5. Sampling Bias: The choice of species included in the analysis can affect the results. Include a diverse set of species to get a more comprehensive picture of evolutionary relationships.

Addressing Common Questions (FAQ)

• Why is Cytochrome c so Conserved?
  • Cytochrome c's role in the electron transport chain is critical for cellular respiration. Mutations that significantly alter its structure or function are likely to be detrimental and selected against.
• What other Proteins can be used for Evolutionary Studies?
  • Other commonly used proteins include ribosomal RNA (rRNA), hemoglobin, and various enzymes involved in metabolism.
• How does DNA Sequencing Compare to Protein Sequencing in Evolutionary Studies?
  • DNA sequencing provides a more direct measure of genetic variation. However, protein sequences are useful for studying the functional consequences of mutations and can be more conserved than DNA sequences in some cases.
• Can Cytochrome c be Used to Study the Evolution of Bacteria?
  • While bacteria do have electron transport chains, they use different types of cytochromes. Cytochrome c is primarily used for studying eukaryotic evolution.
• What are the Limitations of using Cytochrome c Alone?
  • Relying solely on cytochrome c can provide a limited view of evolutionary relationships. It is best to combine cytochrome c data with other molecular and morphological data for a more comprehensive analysis.
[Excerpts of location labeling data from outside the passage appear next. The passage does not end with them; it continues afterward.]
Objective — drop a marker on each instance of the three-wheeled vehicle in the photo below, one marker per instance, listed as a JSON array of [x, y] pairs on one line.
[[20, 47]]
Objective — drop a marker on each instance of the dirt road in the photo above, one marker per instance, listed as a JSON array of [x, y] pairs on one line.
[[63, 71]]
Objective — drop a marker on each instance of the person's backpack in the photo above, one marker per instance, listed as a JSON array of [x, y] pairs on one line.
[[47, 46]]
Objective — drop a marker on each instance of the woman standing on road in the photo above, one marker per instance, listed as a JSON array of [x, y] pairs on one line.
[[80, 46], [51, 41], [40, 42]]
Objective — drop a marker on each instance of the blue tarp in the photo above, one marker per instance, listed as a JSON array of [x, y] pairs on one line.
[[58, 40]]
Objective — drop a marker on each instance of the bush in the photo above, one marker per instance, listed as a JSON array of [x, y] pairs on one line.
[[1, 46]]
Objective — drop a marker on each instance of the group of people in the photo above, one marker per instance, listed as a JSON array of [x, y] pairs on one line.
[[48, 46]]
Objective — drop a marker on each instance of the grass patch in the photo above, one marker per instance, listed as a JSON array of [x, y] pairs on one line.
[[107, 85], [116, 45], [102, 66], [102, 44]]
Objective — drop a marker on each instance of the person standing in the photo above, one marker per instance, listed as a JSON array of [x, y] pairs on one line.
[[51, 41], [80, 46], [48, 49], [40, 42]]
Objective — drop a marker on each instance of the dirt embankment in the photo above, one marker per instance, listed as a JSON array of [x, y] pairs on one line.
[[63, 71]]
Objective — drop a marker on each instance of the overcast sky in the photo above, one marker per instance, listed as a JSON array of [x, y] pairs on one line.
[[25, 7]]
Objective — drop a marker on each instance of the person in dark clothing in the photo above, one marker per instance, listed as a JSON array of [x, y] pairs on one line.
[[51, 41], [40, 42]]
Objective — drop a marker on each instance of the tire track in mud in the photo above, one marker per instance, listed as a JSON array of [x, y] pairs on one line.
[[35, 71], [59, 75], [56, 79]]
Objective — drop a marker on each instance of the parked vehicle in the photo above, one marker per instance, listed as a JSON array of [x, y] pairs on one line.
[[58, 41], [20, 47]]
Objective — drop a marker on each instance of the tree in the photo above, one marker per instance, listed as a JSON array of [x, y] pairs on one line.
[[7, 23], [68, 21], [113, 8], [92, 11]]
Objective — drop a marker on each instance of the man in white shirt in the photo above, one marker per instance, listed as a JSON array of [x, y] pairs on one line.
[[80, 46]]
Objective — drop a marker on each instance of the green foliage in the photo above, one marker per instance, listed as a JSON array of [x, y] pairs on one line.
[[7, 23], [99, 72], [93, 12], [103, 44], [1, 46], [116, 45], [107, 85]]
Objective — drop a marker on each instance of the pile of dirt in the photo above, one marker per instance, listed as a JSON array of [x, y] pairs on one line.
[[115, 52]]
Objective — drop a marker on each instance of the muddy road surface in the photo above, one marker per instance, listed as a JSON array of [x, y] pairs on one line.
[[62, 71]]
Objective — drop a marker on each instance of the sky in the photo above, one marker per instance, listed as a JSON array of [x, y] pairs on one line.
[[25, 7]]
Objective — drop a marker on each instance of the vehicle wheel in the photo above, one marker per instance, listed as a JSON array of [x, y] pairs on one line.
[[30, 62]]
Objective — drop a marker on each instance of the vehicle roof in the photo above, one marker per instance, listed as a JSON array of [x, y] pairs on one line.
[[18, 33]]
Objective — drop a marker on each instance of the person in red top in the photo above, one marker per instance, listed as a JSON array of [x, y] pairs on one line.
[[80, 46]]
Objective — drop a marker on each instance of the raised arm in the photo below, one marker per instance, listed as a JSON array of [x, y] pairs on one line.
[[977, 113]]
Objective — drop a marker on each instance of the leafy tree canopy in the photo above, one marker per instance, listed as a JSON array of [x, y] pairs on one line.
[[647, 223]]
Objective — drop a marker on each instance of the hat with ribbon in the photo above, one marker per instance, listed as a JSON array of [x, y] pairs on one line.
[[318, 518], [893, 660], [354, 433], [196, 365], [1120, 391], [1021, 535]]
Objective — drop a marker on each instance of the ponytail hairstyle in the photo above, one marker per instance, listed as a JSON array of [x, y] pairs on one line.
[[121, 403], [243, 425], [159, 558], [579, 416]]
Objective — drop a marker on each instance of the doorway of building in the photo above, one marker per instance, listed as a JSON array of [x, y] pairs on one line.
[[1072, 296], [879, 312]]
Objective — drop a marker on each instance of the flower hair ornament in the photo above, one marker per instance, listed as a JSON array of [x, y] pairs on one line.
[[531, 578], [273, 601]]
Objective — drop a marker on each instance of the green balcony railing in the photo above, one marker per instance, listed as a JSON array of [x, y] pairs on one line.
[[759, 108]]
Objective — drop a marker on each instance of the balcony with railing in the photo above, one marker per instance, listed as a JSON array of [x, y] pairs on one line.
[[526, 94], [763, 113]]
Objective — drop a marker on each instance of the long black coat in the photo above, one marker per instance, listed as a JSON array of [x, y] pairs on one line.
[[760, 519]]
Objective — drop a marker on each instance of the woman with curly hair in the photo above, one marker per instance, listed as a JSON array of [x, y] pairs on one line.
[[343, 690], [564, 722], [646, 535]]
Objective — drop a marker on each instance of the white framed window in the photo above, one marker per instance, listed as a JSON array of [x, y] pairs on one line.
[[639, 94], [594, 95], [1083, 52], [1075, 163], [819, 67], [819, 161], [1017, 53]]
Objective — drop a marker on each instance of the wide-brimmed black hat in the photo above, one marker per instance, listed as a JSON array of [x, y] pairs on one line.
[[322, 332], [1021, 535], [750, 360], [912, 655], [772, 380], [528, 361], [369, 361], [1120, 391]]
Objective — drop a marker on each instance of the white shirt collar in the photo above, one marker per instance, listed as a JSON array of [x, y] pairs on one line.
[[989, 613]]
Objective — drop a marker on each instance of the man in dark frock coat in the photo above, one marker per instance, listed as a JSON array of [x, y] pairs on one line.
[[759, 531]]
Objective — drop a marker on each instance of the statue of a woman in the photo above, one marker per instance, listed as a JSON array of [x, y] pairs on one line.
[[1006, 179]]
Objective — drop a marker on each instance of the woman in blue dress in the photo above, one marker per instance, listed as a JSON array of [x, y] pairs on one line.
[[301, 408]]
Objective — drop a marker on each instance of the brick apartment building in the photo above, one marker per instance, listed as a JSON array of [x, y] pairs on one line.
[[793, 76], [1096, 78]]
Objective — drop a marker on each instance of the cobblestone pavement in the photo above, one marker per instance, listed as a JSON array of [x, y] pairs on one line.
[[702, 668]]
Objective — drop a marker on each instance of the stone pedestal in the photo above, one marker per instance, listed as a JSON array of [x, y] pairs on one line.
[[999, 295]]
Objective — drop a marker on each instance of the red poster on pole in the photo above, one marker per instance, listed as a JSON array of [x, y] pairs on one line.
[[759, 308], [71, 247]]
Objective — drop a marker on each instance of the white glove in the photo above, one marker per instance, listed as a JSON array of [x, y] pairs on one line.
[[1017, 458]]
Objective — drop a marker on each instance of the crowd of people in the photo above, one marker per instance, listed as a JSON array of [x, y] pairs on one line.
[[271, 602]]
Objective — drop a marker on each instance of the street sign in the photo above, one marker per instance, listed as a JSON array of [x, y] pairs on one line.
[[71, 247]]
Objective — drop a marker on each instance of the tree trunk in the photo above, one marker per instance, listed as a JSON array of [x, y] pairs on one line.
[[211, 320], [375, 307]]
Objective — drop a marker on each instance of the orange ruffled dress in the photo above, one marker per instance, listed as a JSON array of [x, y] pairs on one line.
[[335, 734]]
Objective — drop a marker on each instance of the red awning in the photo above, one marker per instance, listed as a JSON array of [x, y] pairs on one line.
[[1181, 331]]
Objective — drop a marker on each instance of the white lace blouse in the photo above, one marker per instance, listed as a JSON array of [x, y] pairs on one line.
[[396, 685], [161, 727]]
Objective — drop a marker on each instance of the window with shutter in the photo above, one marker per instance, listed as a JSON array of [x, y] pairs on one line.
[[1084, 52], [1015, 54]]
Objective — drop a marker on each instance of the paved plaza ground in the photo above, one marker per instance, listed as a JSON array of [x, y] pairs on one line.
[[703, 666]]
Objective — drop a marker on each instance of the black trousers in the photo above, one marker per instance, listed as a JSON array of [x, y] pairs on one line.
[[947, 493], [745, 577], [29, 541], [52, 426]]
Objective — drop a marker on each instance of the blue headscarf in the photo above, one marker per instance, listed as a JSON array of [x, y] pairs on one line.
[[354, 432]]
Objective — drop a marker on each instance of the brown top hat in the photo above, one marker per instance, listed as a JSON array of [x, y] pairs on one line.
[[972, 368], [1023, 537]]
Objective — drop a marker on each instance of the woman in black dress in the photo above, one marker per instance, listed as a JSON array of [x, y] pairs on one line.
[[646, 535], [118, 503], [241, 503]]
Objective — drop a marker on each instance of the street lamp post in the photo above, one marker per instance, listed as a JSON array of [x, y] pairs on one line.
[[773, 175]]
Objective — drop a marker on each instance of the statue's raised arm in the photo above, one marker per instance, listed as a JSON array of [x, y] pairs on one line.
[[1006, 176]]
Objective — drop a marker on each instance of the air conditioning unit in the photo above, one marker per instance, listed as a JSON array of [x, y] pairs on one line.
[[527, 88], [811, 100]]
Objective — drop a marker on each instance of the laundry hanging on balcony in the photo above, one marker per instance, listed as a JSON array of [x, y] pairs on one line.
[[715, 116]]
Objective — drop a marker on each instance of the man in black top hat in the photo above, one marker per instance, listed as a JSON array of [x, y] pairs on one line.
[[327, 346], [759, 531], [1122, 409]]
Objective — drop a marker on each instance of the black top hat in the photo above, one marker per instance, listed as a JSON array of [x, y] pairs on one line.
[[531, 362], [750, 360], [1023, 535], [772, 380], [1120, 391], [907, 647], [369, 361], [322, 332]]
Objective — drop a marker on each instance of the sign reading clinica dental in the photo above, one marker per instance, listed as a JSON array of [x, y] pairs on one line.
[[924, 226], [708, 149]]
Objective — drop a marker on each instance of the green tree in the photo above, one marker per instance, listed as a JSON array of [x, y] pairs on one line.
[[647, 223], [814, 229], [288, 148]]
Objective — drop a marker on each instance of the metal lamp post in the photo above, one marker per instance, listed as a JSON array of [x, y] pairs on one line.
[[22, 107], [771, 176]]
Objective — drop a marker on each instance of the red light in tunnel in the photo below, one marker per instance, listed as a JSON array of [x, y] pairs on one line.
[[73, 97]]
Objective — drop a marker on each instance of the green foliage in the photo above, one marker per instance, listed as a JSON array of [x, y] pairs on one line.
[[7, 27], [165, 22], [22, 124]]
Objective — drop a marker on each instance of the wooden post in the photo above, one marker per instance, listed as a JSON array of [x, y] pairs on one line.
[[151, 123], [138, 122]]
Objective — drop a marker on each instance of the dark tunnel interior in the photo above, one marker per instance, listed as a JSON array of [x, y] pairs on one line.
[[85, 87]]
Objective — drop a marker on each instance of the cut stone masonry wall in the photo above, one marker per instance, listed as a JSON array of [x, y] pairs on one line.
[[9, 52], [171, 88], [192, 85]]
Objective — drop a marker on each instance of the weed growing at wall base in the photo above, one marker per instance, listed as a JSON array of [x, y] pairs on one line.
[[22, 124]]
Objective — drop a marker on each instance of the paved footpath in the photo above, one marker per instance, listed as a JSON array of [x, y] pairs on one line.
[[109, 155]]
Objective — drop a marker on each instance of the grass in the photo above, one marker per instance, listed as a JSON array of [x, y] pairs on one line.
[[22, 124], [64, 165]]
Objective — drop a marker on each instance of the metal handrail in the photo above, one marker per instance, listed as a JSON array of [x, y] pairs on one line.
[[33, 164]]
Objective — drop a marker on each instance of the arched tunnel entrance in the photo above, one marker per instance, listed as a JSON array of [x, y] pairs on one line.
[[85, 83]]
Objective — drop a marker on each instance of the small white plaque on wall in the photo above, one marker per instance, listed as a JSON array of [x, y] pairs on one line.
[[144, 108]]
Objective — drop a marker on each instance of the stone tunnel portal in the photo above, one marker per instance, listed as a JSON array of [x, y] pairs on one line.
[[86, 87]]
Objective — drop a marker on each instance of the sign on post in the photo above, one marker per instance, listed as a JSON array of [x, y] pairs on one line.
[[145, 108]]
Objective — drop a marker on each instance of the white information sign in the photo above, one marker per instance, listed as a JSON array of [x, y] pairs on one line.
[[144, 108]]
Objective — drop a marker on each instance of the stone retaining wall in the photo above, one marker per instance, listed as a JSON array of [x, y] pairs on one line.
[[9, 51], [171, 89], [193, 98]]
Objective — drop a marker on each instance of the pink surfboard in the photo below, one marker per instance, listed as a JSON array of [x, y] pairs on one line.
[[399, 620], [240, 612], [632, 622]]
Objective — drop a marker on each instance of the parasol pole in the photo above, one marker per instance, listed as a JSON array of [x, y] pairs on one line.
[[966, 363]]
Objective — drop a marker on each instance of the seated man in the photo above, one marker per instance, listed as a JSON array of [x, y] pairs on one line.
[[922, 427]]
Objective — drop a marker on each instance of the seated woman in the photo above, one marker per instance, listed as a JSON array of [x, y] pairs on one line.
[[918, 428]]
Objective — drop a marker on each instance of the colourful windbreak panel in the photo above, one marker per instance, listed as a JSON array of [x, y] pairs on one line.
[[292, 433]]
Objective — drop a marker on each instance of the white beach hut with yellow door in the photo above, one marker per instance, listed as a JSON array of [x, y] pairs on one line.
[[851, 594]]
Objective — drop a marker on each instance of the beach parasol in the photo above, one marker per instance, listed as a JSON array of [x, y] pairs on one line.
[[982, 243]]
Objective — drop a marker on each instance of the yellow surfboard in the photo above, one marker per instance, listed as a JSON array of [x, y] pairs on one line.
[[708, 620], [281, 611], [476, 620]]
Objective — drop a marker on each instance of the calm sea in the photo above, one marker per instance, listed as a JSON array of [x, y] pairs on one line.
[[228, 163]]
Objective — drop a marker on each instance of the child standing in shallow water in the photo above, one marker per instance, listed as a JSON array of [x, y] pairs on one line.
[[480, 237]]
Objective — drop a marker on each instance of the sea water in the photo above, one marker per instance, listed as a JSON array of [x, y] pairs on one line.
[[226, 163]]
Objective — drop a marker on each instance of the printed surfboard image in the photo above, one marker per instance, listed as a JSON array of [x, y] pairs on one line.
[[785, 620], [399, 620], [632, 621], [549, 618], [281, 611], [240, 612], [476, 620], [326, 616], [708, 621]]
Conclusion: The Power of Molecular Comparison

The cytochrome c comparison lab provides a valuable hands-on experience for understanding evolutionary relationships at the molecular level. By comparing the amino acid sequences of cytochrome c from different species, students can gain insights into how species have evolved over time and how molecular data can be used to construct phylogenetic trees. The principles learned in this lab extend to other areas of molecular biology and evolution, making it a cornerstone of biological education. Understanding the conservation and variation in cytochrome c highlights the delicate balance between stability and adaptation in the natural world.